There is no popular appetite for military rule, even going by the commentary in Pakistan's traditionally pro-military media. The explosion of the media — traditional and new media, social networks such as Facebook and Twitter — also means that it is difficult for the Army to control the narrative to justify coups. On Wednesday, “Pakistan Prime Minister” was trending on Twitter, and was by itself a cause of much pride amongst Pakistani tweeters.

Then, there is Chief Justice Iftikhar Chaudhary. On Wednesday, as civil-military temperatures rose in Islamabad and Rawalpindi, Mr. Chaudhary was telling a delegation of the Supreme Court Bar Council that “only a democratic Pakistan can progress,” and that the bar and bench should remain united in their agenda to maintain the supremacy of the law and the Constitution.

This has raised hopes that the Supreme Court, which has in the past validated military coups by invoking the “doctrine of necessity,” will not do so. True, the Court is locked in a separate battle with the government that could end up weakening the government further. On Tuesday, it called Prime Minister Gilani a “dishonest” man who had violated his oath by not implementing the court's directive to the government to write to the Swiss government for reopening of the cases of alleged money laundering against President Asif Ali Zardari.

The Court's confrontation has added the pressure on the PPP government. Some Pakistani analysts are of the view that Prime Minister Gilani's aggressive stand with the military, practically provoking it to carry out a coup, may be a ploy to “go down as shaheed”, martyred by the military — the PPP takes pride in its troubled history with the Pakistan Army — instead of being hauled into court to answer corruption charges.

For this reason, there are enough critics and opponents of the PPP asking the Army to exercise restraint — “don't give them the martyrdom they seek”.

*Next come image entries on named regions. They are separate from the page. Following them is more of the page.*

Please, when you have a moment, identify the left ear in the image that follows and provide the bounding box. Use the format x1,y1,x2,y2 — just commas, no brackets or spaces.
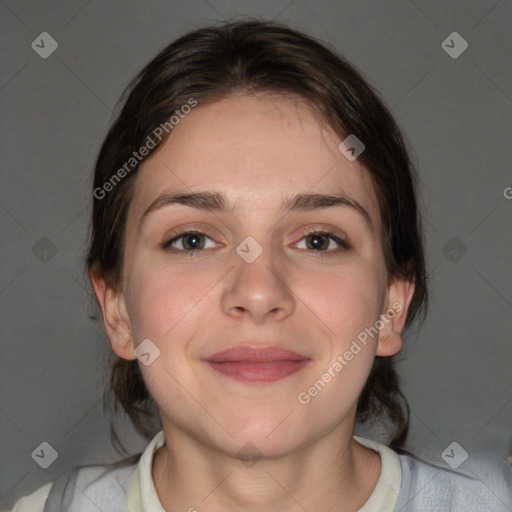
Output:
376,278,414,356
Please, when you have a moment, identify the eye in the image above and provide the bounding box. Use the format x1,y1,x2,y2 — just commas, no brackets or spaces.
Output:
299,230,350,256
162,231,218,253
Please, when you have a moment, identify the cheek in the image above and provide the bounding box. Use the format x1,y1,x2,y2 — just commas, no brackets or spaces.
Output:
298,260,381,345
127,265,211,344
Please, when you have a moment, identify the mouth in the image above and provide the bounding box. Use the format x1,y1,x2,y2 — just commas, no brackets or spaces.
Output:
205,345,311,383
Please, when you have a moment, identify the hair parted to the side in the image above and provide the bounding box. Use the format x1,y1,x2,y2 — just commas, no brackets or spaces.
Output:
85,19,428,453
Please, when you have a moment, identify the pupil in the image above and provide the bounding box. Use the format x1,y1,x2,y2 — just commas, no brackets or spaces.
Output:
311,235,325,249
185,235,201,249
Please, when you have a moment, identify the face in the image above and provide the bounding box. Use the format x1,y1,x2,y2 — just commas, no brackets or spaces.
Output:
101,95,408,457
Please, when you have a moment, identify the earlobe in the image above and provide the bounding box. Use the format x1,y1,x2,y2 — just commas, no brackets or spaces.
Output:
89,269,136,360
376,279,414,356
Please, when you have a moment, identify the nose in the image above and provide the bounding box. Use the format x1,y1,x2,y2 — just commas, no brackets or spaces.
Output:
222,240,296,324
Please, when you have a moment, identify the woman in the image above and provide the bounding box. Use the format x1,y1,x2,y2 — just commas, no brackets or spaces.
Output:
10,21,508,512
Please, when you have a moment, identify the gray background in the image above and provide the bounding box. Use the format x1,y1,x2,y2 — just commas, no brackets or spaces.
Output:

But the stand-off cannot continue indefinitely, and it is clear that one or more actors will have to quit the stage in order to end the uncertainty, or at least this phase of it. Pakistani analysts are not ruling out that it could be Generals Kayani and Pasha.

A more likely scenario is that the Army, though reluctant to carry out an outright coup, might not be as averse to effecting a change of government, which means the present dispensation gets replaced with another political formation, or perhaps a fresh election is called a year before it is due in 2013.